Tirant la leçon du scrutin en Espagne,
M. Hollande dénonce les "dissimulations" de M. Raffarin
LE MONDE | 15.03.04 | 14h10
Pour le premier secrétaire du PS, les Espagnols
ont sanctionné un "manquement à la vérité".
Il appelle les électeurs français à faire du 21
mars "la plus grande manifestation possible".
Le vote espagnol change tout. Alors que François Hollande, premier
secrétaire du PS, et Laurent Fabius, ancien premier ministre
et actuel numéro deux du parti, avaient prévu de mettre
l'accent, lundi 15 mars, devant la presse, sur les propositions socialistes
en vue des élections régionales et cantonales des 21 et
28 mars, les événements survenus en Espagne - et la victoire
du PSOE lors des élections générales organisées
dimanche 14 mars - devaient modifier quelque peu leurs discours.

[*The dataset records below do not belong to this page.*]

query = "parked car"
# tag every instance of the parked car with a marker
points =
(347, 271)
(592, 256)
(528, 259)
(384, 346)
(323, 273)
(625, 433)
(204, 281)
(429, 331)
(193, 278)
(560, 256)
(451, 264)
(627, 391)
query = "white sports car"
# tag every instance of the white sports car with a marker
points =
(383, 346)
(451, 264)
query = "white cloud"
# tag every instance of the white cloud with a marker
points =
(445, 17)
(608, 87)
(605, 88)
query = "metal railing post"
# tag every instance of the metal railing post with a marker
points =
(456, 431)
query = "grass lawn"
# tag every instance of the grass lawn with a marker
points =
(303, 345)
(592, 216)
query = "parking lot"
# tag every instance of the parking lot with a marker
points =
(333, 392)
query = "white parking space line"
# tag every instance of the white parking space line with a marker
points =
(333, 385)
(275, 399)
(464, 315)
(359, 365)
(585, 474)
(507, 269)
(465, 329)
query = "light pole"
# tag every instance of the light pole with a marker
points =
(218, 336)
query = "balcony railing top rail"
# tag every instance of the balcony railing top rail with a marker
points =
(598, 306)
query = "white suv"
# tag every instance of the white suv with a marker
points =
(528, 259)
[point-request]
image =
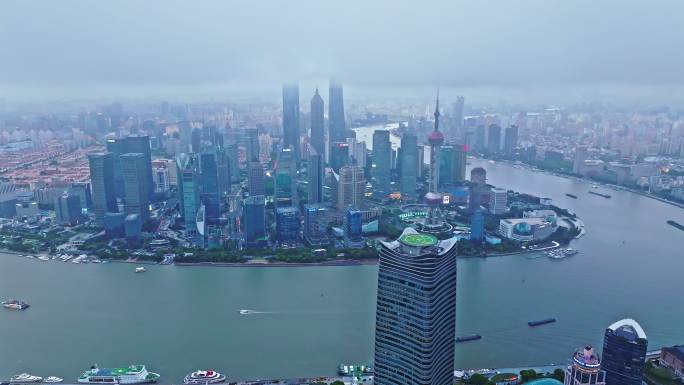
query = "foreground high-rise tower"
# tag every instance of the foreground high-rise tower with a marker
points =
(416, 311)
(585, 368)
(624, 353)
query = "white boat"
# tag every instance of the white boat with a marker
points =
(204, 377)
(133, 374)
(25, 378)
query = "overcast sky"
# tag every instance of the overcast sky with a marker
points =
(75, 48)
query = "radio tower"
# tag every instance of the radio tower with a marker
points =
(432, 198)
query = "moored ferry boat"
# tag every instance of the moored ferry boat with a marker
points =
(133, 374)
(15, 305)
(354, 370)
(204, 377)
(25, 378)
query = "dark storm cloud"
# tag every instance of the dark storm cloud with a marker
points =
(371, 43)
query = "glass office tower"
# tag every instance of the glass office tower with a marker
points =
(416, 311)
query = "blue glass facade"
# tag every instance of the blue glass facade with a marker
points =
(409, 164)
(624, 353)
(315, 226)
(354, 224)
(382, 162)
(287, 224)
(477, 226)
(210, 186)
(188, 190)
(416, 313)
(254, 220)
(102, 185)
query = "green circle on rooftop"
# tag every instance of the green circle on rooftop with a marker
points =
(419, 240)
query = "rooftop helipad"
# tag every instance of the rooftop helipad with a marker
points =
(418, 240)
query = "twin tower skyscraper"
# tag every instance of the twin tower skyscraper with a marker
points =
(337, 130)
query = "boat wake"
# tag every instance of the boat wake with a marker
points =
(250, 312)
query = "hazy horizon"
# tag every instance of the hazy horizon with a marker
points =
(530, 53)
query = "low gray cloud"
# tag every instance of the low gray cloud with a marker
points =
(488, 43)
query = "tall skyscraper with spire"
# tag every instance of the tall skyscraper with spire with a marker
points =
(318, 124)
(337, 131)
(291, 117)
(435, 140)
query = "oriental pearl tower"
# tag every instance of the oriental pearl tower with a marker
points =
(433, 199)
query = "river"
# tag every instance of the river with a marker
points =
(178, 319)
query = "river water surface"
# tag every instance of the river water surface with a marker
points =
(309, 319)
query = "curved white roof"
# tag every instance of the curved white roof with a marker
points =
(628, 322)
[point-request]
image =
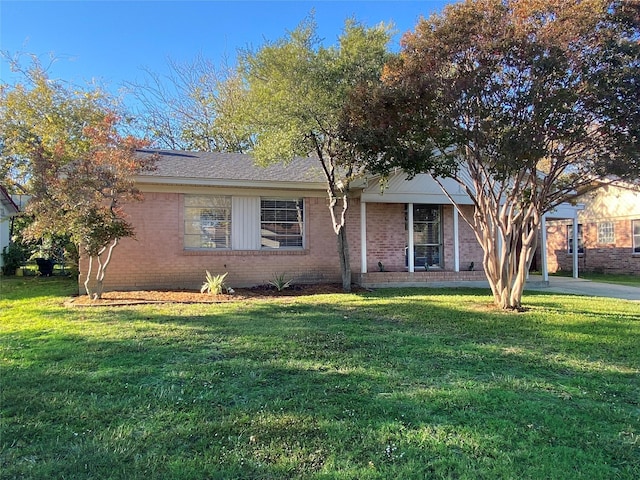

"Le peuple espagnol a délivré un double message,
juge M. Hollande. Par leur participation au vote, ils ont donné
de la force à la démocratie. Ils ont délivré
un message de confiance à l'égard des socialistes, y compris
dans cette phase de lutte contre le terrorisme." A huit jours d'un
autre scrutin, français celui-là, la sanction infligée
par les électeurs ibères à José Maria Aznar
et au Parti populaire fait naître des espoirs.
Tout en se défendant de comparer des situations différentes,
le PS estime que le scrutin espagnol renforce l'idée d'un vote-sanction
qu'il réclame, depuis plusieurs semaines déjà,
à l'égard de la droite. "En sanctionnant les manquements
à la vérité, à la transparence et au respect
auquel tous les peuples ont droit, les Espagnols ont donné une
leçon à tous les gouvernements qui s'en écartent",
estime M. Hollande. "La leçon de ce vote moral va bien au-delà
des Pyrénées", précise-t-il.
Le premier secrétaire du PS, qui était présent
lors de la grande manifestation organisée vendredi à Madrid,
au lendemain des attentats qui ont frappé la capitale espagnole,
et qui s'est dit impressionné par la colère de ses habitants,
décrit "une part de sanction et une part d'aspiration"
dans le vote espagnol. "La sanction, déclare-t-il, a porté
non pas sur les attentats mais sur la manière dont le gouvernement
Aznar a caché les faits ; elle a porté sur la dissimulation,
la manipulation, le choix de s'aligner sur Bush, mais aussi sur l'injustice
de la politique sociale de ce gouvernement."
"L'aspiration, poursuit M. Hollande, c'est une politique diplomatique
et sociale plus indépendante." Selon lui, "les socialistes
espagnols, qui avaient essuyé deux graves revers, en 1996 et
2000, à qui rien n'avait été épargné
et à qui on prédisait encore la défaite il y a
quelques jours, sont apparus comme affirmant les principes de vérité
et de transparence. Ils ont donc été bénéficiaires
d'un vote-sanction".
Pour le premier secrétaire du PS, qui voit "quelques similitudes"
entre socialistes français et espagnols, "il y a aussi une
critique morale vis-à-vis du gouvernement Raffarin, explique-t-il.
En France, la sanction doit porter sur une autre forme de dissimulation,
concernant les choix économiques et sociaux, et l'élection
elle-même".
M. Hollande s'offusque en particulier de la tribune de M. Raffarin publiée
lundi 15 mars dans Le Figaro, dans laquelle le chef du gouvernement
souligne "l'enjeu régional" du prochain scrutin. "Il
va faire campagne dans tous les meetings, il attaque les socialistes,
il prépare un remaniement, il tracte avec Sarkozy, et l'élection
n'aurait pas de caractère politique ? C'est une farce !",
s'emporte M. Hollande.
Avec M. Fabius, le chef du PS devait rappeler, lundi matin, la "nécessité
du vote", "du vote utile". L'occasion de tester cette
nouvelle formule d'inspiration espagnole : "Le 21 mars, c'est le
moyen d'organiser la plus grande manifestation possible."